4.1.6.2. Damages for the loss of the third party

p. 187-188 on the Albazero exception
In Swynson Ltd v Lowick Rose LLP [2017] UKSC 32, the Supreme Court clarified the scope of the narrower Albazero exception and the broad ground in Alfred McAlpine v Panatown [2001] 1 AC 518.  In 2006, S had lent money to another company (E), relying on a negligent due diligence report prepared by the accountants. E experienced financial difficulties. S lent more money in 2007, and again in 2008. S's owner H later undertook a refinancing exercise. He supplied funds to E, which repaid the 2006 and 2007 loans to S, leaving only the 2008 loan outstanding. The monies H had supplied to E were now due to him personally. Neither the 2008 loan nor the refinancing loan was repaid. Can S sue the accountant to recover H’s loss?
Lord Sumption (with whom Lord Neuberger, Lord Clarke and Lord Hodge agreed) held that: the principle of transferred loss had previously been recognised only where a promisee suffered loss as the intended transferee of property affected by the breach. There was much to be said for it not to be limited to cases where the loss related to transferred property. However, the principle could not apply:

  • on the narrow ground of Albazero as H did not suffer loss ‘in his capacity as owner of property’ or because S did not contract with the accountant on behalf of H; nor
  • on the broader ground as it was no ‘part of the object of the contract to benefit H.

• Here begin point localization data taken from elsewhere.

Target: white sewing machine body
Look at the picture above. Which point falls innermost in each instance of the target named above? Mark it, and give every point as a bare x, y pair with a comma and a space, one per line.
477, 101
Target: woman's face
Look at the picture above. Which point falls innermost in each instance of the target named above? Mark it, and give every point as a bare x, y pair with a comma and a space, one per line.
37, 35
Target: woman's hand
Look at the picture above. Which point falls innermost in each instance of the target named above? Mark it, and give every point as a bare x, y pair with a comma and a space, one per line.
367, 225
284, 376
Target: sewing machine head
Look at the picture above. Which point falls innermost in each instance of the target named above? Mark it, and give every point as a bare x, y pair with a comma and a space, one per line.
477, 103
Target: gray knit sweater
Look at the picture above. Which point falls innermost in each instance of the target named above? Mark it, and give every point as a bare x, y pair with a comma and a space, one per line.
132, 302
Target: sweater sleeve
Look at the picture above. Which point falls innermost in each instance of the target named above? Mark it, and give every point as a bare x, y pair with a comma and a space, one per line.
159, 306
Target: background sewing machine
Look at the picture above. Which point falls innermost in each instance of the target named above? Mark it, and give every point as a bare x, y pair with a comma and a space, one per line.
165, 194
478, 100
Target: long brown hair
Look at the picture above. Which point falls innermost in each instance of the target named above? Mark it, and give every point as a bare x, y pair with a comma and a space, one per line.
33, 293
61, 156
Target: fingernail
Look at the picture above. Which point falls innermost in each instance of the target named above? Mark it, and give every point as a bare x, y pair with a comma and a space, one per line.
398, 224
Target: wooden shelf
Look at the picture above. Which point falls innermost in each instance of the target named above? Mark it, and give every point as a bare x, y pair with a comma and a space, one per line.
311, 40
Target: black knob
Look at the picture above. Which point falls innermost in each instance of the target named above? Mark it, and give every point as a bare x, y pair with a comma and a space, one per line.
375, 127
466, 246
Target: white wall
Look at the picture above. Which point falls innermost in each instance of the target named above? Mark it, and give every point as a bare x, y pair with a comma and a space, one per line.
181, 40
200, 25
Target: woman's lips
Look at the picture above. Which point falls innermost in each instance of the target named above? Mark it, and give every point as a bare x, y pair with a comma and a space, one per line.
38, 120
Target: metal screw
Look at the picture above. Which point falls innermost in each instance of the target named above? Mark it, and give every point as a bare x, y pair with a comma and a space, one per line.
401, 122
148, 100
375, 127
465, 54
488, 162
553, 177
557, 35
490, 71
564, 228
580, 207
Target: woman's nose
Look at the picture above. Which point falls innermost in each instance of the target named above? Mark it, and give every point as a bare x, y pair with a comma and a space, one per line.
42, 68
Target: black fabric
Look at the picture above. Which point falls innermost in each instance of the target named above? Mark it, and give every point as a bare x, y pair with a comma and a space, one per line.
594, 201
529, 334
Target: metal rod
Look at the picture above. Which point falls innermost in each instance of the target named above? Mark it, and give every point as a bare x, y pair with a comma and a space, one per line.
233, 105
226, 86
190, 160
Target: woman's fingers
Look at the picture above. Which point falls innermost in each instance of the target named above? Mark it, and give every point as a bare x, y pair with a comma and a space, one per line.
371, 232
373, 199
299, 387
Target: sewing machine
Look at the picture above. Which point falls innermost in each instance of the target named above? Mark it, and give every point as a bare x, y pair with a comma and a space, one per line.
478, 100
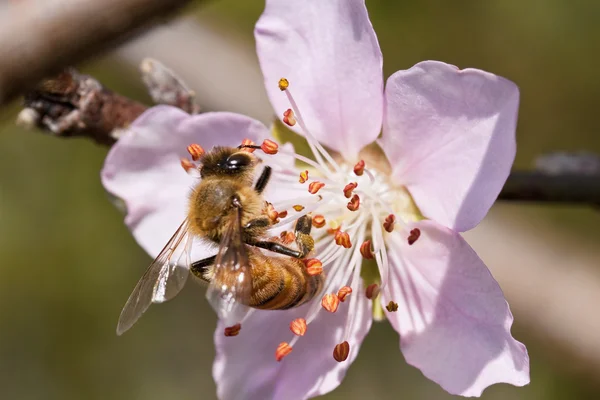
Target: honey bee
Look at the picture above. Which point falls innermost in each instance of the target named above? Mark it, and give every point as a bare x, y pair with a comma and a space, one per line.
226, 208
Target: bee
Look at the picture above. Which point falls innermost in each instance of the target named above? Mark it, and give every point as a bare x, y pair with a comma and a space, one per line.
227, 208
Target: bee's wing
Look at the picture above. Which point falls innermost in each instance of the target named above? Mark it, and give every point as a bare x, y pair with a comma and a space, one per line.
163, 279
231, 284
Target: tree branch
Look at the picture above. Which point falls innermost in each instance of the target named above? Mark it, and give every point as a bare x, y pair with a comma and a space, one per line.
38, 39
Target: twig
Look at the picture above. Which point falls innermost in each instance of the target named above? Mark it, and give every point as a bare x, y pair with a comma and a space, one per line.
40, 38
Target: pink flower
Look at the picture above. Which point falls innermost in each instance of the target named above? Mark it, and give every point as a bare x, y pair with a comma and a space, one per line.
446, 148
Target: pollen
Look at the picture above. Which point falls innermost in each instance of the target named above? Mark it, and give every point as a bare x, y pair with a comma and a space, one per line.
269, 146
283, 84
314, 266
389, 222
303, 176
392, 307
342, 239
372, 291
414, 235
282, 350
330, 302
319, 221
359, 168
288, 117
344, 292
349, 188
232, 330
315, 186
341, 351
196, 151
298, 326
354, 203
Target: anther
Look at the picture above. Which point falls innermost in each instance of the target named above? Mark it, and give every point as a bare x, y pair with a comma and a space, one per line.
314, 266
344, 292
372, 291
282, 350
354, 203
195, 151
288, 117
319, 221
298, 326
349, 188
330, 302
392, 307
232, 330
283, 84
269, 146
247, 142
389, 222
342, 239
341, 351
315, 186
359, 168
414, 235
366, 251
303, 176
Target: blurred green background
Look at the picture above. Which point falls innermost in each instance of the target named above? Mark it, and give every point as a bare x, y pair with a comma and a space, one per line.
68, 263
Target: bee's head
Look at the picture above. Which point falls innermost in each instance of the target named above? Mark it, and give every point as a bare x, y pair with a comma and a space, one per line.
227, 162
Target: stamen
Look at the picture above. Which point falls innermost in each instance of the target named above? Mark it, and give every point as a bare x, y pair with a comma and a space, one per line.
282, 350
330, 302
392, 307
314, 266
344, 292
196, 151
342, 239
303, 176
233, 330
389, 222
349, 188
354, 203
288, 117
414, 235
341, 351
366, 251
372, 291
298, 326
359, 168
315, 186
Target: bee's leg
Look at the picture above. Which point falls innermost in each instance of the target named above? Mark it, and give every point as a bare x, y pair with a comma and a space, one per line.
200, 268
263, 179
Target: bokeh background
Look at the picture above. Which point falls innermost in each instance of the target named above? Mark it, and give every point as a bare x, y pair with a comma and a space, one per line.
67, 262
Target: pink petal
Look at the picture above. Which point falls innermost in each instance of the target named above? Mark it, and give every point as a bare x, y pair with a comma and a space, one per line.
450, 135
329, 52
143, 168
453, 320
245, 366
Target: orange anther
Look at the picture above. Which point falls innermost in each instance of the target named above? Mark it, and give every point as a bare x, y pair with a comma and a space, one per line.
233, 330
330, 302
282, 350
343, 292
389, 222
341, 351
359, 168
349, 188
314, 266
269, 147
414, 235
303, 176
298, 326
288, 117
195, 151
315, 186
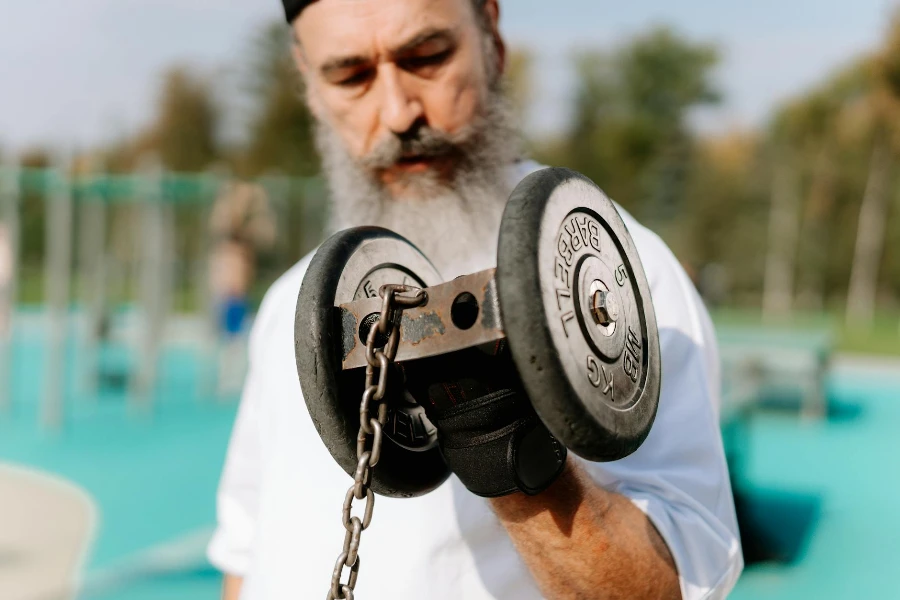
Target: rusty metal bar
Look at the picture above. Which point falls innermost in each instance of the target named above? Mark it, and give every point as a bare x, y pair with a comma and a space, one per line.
430, 329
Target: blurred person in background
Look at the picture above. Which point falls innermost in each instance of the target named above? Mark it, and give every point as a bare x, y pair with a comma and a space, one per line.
242, 225
416, 136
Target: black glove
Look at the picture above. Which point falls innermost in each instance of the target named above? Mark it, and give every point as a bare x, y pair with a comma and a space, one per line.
489, 434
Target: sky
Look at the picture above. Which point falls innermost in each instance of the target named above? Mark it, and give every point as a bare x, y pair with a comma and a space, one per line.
78, 74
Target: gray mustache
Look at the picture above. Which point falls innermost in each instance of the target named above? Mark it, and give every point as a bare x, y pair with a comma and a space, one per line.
424, 141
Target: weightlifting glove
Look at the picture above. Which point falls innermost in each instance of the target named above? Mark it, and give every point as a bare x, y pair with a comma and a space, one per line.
489, 434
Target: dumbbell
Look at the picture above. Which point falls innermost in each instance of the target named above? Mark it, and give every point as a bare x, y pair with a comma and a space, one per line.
568, 295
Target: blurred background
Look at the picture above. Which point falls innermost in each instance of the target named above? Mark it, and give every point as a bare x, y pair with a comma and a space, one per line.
157, 173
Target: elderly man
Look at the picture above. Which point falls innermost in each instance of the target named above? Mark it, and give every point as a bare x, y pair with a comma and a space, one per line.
416, 137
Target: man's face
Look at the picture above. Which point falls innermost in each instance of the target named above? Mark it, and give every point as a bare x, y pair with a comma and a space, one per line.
397, 81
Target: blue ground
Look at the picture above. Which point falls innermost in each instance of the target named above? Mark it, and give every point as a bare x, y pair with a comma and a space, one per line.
154, 478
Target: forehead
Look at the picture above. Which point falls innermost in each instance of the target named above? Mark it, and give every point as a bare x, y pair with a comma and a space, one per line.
363, 27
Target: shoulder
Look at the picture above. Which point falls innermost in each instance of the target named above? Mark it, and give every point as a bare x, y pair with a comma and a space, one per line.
276, 312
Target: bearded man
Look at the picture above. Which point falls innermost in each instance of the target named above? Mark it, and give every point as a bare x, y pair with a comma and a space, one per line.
416, 137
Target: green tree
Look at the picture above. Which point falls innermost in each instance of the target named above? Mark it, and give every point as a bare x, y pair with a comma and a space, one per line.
280, 136
629, 130
186, 127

H’s loss arose out of the refinancing, which had nothing to do with the accountants and did not arise out of their breach. Moreover, H has a direct right of action to recover the loan. Lord Sumption said, at [16]:

‘… the principle of transferred loss, whether in its broader or narrower form, is an exception to a fundamental principle of the law of obligations and not an alternative to that principle. All of the modern case law on the subject emphasises that it is driven by legal necessity. It is therefore an essential feature of the principle that the recognition of a right in the contracting party to recover the third party's loss should be necessary to give effect to the object of the transaction and to avoid a "legal black hole", in which in the anticipated course of events the only party entitled to recover would be different from the only party which could be treated as suffering loss …. That is why… it is not available if the third party has a direct right of action for the same loss, on whatever basis.’